Please check information on AWS Free Tier program.




Troubleshooting

Deployment Issues

# Ensure aws CLI has authenticated with your AWS account
aws login

# Ensure AWS credentials are configured
aws sts get-caller-identity

# Bootstrap CDK in your account
pnpm run bootstrap

Build Failures

# Clean and rebuild
pnpm run -r build --force

# Check for TypeScript errors
pnpm --filter "@gui/react" typecheck



Supported environments

ℹ️ Hint:
For the first time deployment you can just open AWS CloudShell and run the npx command there.
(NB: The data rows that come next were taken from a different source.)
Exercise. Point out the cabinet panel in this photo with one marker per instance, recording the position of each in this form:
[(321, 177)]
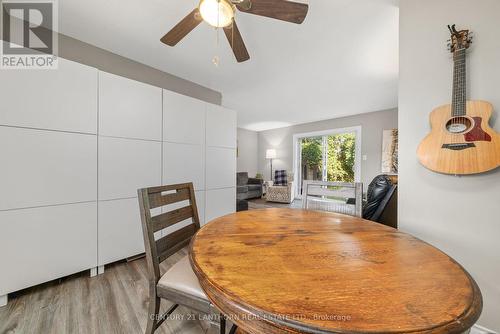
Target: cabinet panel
[(62, 99), (129, 108), (219, 202), (183, 119), (184, 163), (126, 165), (41, 244), (221, 168), (46, 167), (120, 230), (221, 126)]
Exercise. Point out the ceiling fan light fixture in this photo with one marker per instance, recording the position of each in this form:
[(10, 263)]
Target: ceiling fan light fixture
[(217, 13)]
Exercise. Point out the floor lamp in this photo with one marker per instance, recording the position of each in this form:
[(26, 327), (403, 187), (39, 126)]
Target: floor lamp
[(270, 155)]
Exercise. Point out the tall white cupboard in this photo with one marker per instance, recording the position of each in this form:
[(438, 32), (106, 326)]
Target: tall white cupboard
[(75, 145)]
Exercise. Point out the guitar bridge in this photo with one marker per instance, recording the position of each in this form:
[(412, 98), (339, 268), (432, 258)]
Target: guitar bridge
[(458, 146)]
This environment has all the tools installed and doesn't require any additional time for preparation.

Operating Systems

The following OS/environments should be suitable for sample deployment:

  • AWS CloudShell
  • MacOS 13.5+
  • Ubuntu 22.04+
  • Linux supported by Node.js v22+
  • WSL 2 on Windows 10+
  • Windows 10/11

Tools

The following tools have to be installed on your dev machine:




Clean Up

To avoid ongoing charges, delete all deployed resources:

1. Delete CDK Stacks

pnpm run destroy-me

This removes:

  • data from S3 buckets
  • data from DynamoDB tables
  • data from CodeCommit repositories
  • data from CloudWatch log groups
  • S3 Buckets
  • DynamoDB Tables
  • CodeCommit repositories
  • CloudWatch Log Groups
  • CloudFront Distributions
  • Lambda Functions
  • SSM Parameters

This might still leave for manual deletion:

  • Lambda@Edge function in us-east-1 region (takes time to delete function replication)
  • CloudFront distribution that was covered by Flat-Rate Plan (it waits until the end of billing period)
  • WebACL in us-east-1 region that was associated with CloudFront distribution that wasn't removed automatically

2. Delete Telegram Bot (optional)

If you no longer need the bot:

  1. Open @BotFather
  2. Send /deletebot
  3. Select your bot
  4. Confirm deletion

3. Verify Cleanup

Check AWS Console to ensure all resources are deleted:

  • WAF → WebACLs and IP Sets
  • CloudFront → Distributions
  • CloudFormation → Stacks
  • Lambda → Functions
  • CloudWatch → Log Groups
  • DynamoDB → Tables
  • S3 → Buckets
  • CodeCommit → Repositories
  • CodeBuild → Projects



License

This sample code is made available under the MIT-0 license. See the LICENSE file for details.